Les Poètes du terroir du XVe au XXe siècleLibrairie Ch. Delagrave Tome premier (p. 224-227).

THÉODORE DE BANVILLE

(1823-1891)


Fils d’un capitaine de vaisseau, Théodore Faullin de Banville naquit à Moulins le 14 mars 1823 et mourut à Paris en 1891. Venu jeune à Paris, il achevait à peine ses études quand il se fit connaître par deux recueils de poèmes : Les Cariatides (Paris, Pilon, 1842, in-8o), et Les Stalactites (ibid., Paulin, 1846, in-8o). Quelques années après, il ajoutait un nouveau volume à ces premiers essais : Les Odelettes (Paris, 1856, in-16). M. Charles Asselineau écrivait à propos de ce livre : « On peut différer de sentiment sur la poésie de M. de Banville et sur la nature de ses inspirations ; mais ce qu’on ne peut méconnaître dès la première lecture, c’est que l’effort est complet, et qu’aucune négligence, aucune transaction, ne s’est interposée entre le poète et son but… » (Revue française, 1856, 6e vol.)
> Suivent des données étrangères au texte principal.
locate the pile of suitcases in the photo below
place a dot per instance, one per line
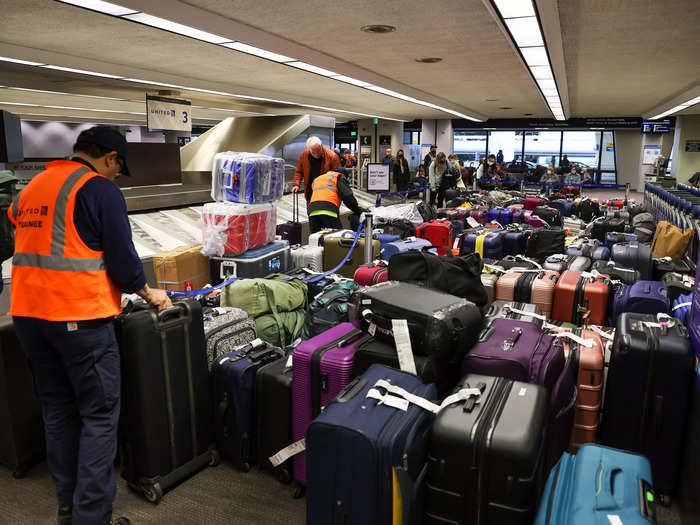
(484, 350)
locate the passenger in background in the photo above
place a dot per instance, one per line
(388, 158)
(499, 156)
(327, 192)
(429, 158)
(438, 169)
(315, 160)
(401, 174)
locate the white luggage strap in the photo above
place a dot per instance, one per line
(397, 397)
(681, 305)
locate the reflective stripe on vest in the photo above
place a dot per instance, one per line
(57, 261)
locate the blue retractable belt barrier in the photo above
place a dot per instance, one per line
(194, 293)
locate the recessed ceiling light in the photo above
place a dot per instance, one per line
(379, 29)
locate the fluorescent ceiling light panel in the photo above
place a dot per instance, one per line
(542, 73)
(174, 27)
(515, 8)
(547, 84)
(525, 31)
(353, 81)
(103, 7)
(80, 71)
(18, 61)
(313, 69)
(262, 53)
(535, 56)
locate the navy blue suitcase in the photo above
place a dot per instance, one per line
(366, 461)
(642, 297)
(234, 377)
(616, 237)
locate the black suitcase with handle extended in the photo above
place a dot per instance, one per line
(485, 458)
(439, 324)
(648, 392)
(166, 424)
(273, 390)
(21, 425)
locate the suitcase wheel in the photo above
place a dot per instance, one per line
(152, 491)
(299, 492)
(215, 458)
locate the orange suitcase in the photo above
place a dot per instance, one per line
(589, 360)
(528, 286)
(580, 298)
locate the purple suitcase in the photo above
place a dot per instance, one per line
(321, 368)
(518, 350)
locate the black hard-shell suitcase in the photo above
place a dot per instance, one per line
(442, 372)
(439, 324)
(274, 399)
(647, 393)
(21, 424)
(484, 461)
(166, 421)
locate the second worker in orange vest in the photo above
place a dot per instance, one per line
(72, 241)
(327, 192)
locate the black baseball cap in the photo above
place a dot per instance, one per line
(108, 138)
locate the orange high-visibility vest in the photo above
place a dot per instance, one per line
(325, 188)
(55, 276)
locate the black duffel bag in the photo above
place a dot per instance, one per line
(455, 275)
(544, 242)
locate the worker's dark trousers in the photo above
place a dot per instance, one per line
(77, 379)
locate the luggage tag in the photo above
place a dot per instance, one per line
(288, 452)
(403, 345)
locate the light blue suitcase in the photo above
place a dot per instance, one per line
(412, 243)
(598, 486)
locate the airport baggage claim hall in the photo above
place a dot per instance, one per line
(369, 263)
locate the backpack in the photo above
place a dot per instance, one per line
(455, 275)
(329, 308)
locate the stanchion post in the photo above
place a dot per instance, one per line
(369, 224)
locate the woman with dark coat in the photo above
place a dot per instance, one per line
(401, 174)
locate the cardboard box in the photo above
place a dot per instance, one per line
(181, 269)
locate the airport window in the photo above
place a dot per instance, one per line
(542, 147)
(470, 146)
(509, 144)
(582, 148)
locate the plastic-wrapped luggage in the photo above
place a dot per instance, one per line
(478, 449)
(322, 368)
(231, 229)
(439, 324)
(579, 296)
(386, 485)
(598, 485)
(249, 178)
(234, 377)
(226, 328)
(646, 399)
(258, 262)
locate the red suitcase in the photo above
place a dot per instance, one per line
(532, 202)
(580, 298)
(367, 275)
(439, 232)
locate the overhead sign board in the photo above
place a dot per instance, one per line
(168, 114)
(377, 177)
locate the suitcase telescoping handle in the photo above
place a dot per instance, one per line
(179, 313)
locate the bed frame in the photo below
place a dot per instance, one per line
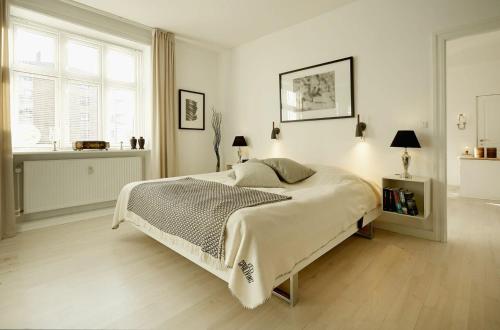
(286, 287)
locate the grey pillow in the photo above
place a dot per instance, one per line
(288, 170)
(256, 175)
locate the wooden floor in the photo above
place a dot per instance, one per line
(85, 275)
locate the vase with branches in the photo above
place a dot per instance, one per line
(216, 125)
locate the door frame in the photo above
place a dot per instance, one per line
(439, 190)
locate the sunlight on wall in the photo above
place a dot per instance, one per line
(361, 158)
(276, 149)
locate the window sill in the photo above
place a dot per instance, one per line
(73, 152)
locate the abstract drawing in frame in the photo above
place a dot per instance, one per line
(323, 91)
(191, 110)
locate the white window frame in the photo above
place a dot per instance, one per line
(61, 76)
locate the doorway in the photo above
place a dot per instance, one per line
(471, 85)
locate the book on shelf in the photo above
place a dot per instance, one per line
(399, 200)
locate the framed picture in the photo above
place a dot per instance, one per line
(323, 91)
(191, 110)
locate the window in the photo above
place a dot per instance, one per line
(67, 88)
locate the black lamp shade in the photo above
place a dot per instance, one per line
(239, 141)
(405, 139)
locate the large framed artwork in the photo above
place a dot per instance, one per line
(191, 110)
(323, 91)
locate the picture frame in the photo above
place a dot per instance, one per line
(318, 92)
(191, 110)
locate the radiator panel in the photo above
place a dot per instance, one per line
(55, 184)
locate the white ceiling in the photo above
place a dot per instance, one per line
(225, 23)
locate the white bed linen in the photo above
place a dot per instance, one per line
(275, 238)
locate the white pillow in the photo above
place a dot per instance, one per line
(256, 175)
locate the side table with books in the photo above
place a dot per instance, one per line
(407, 197)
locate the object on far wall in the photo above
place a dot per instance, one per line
(191, 110)
(141, 142)
(461, 122)
(323, 91)
(491, 152)
(478, 152)
(360, 129)
(239, 141)
(216, 125)
(275, 132)
(405, 139)
(92, 145)
(133, 143)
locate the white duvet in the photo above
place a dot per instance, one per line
(264, 244)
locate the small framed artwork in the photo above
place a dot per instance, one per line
(323, 91)
(191, 110)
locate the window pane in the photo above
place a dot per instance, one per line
(120, 66)
(120, 110)
(34, 48)
(82, 58)
(33, 112)
(81, 112)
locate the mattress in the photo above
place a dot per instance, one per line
(266, 243)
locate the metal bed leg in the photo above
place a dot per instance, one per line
(367, 231)
(292, 296)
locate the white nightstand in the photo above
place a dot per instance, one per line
(419, 186)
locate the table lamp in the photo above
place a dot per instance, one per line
(239, 141)
(405, 139)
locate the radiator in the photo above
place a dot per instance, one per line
(55, 184)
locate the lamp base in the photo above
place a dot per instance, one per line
(405, 158)
(239, 154)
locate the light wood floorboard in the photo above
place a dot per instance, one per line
(85, 275)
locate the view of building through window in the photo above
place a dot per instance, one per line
(68, 88)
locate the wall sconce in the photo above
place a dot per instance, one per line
(360, 128)
(275, 132)
(462, 122)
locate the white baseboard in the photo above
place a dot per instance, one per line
(59, 220)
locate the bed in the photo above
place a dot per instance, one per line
(269, 244)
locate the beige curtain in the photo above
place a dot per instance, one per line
(7, 217)
(163, 153)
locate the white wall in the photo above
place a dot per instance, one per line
(473, 68)
(392, 42)
(197, 70)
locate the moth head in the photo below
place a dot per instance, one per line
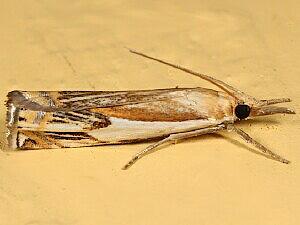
(261, 108)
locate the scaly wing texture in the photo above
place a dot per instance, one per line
(85, 118)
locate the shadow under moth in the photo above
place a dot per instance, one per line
(63, 119)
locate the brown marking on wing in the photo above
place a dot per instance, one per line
(169, 111)
(35, 140)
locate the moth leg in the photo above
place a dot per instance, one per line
(173, 138)
(259, 146)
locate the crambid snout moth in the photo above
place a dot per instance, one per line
(62, 119)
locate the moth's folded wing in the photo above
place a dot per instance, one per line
(79, 100)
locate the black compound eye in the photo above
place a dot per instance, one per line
(242, 111)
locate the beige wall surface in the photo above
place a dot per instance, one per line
(218, 179)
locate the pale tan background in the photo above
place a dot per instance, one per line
(79, 45)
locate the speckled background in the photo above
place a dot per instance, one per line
(79, 45)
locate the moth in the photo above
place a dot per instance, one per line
(64, 119)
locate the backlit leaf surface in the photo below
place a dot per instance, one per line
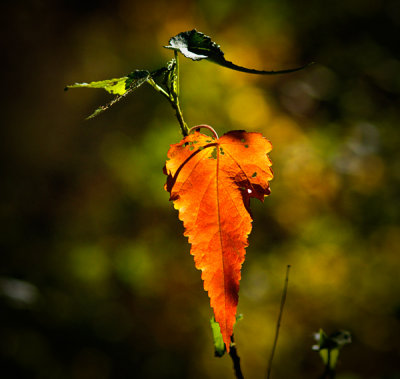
(211, 182)
(197, 46)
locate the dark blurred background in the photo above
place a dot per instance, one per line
(96, 280)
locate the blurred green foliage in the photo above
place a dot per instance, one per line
(96, 277)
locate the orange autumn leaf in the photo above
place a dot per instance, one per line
(211, 182)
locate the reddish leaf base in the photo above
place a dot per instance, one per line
(211, 182)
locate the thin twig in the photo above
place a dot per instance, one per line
(278, 325)
(236, 360)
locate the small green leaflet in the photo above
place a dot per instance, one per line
(329, 347)
(120, 87)
(219, 346)
(197, 46)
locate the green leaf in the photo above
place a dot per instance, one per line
(219, 346)
(329, 347)
(113, 86)
(197, 46)
(120, 87)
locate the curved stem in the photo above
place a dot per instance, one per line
(236, 360)
(278, 324)
(206, 127)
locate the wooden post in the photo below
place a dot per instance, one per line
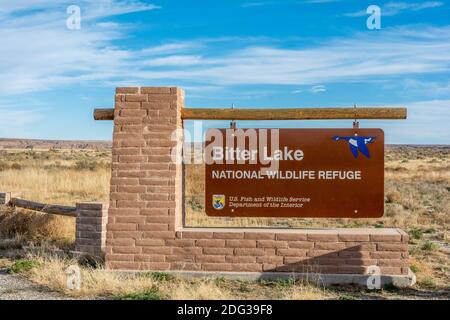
(278, 114)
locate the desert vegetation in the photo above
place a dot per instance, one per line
(417, 199)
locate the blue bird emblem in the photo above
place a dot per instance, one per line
(357, 144)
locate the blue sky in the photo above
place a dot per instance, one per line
(316, 53)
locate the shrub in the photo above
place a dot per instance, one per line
(22, 265)
(85, 165)
(429, 246)
(150, 294)
(16, 166)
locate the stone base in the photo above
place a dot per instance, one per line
(302, 251)
(400, 281)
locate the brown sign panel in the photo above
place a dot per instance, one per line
(294, 173)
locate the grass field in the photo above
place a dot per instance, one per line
(417, 199)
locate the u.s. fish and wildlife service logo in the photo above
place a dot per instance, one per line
(218, 201)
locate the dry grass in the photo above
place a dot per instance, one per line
(50, 271)
(417, 192)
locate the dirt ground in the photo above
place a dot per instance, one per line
(417, 199)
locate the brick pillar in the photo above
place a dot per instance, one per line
(91, 228)
(146, 185)
(4, 197)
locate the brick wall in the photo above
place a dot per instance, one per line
(91, 228)
(4, 197)
(145, 231)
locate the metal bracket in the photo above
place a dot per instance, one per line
(356, 122)
(232, 123)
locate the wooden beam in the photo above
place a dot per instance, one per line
(103, 114)
(42, 207)
(278, 114)
(294, 114)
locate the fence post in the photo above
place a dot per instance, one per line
(91, 228)
(4, 197)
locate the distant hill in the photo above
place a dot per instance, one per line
(54, 144)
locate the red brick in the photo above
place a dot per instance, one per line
(159, 219)
(136, 98)
(153, 227)
(157, 250)
(329, 246)
(127, 90)
(351, 270)
(181, 243)
(391, 270)
(322, 253)
(291, 236)
(360, 246)
(125, 234)
(155, 212)
(185, 266)
(119, 257)
(127, 105)
(354, 237)
(126, 249)
(196, 235)
(149, 258)
(180, 258)
(154, 266)
(355, 254)
(359, 262)
(323, 237)
(386, 255)
(123, 265)
(271, 244)
(187, 250)
(297, 260)
(259, 236)
(392, 262)
(228, 235)
(131, 189)
(159, 235)
(269, 267)
(240, 259)
(122, 227)
(152, 90)
(249, 252)
(120, 242)
(392, 247)
(301, 244)
(270, 259)
(240, 243)
(291, 252)
(210, 243)
(218, 251)
(246, 267)
(385, 238)
(216, 266)
(210, 258)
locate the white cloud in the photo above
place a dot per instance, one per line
(47, 55)
(318, 89)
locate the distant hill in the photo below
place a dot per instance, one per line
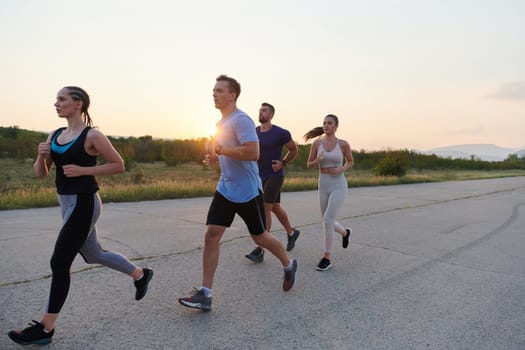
(485, 152)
Rompu à toutes les difficultés du rythme et de la rime, Théodore de Banville acquit bientôt la consécration des lettres en faisant paraître dans La Silhouette et Le Corsaire une série de pièces satiriques qui, réunies en 1856, sous le titre d’Odes funambulesques, furent, dit-on, les débuts de Poulet-Malassis comme éditeur. Après les Odes funambulesques, fantaisies imprévues « aux gammes tournoyantes d’allégresse », vinrent Poésies complètes (1841-1854). Les Cariatides, les Stalactites, Odelettes, le Sang de la Coupe, la Malédiction de Vénus (Paris, Poulet-Malassis, 1857, in-8o) ; Paris et le Nouveau Louvre (ibid., 1857, in-8o) ; Les Exilés (Paris, Lemerre, 1867, {{in-12{{) ; Nouvelles Odes funambulesques (ibid., 1869, in-12) ; Idylles prussiennes (ibid., 1871, in-12) ; — Théophile Gautier, Ode (ibid., 1872, petit in-16) ; Princesses (ibid., 1874, in-12) ; Trente-Six Ballades joyeuses (ibid., 1875, in-12), etc. ; et plus tard, Le Forgeron (Paris, Lemerre, 1887, in-12) ; Nous tous, Sonnailles et Clochettes (ibid., 1890, in-12) ; Occidentales, Rimes dorées (Paris, Charpentier, 1892, in-12) ; Dans la Fournaise (ibid., 1892, in-12), etc., enfin un recueil de ses Poésies complètes (Paris, Charpentier, 1878-1879, et Paris, Lemerre, 1879-1889, 3 vol. in-16).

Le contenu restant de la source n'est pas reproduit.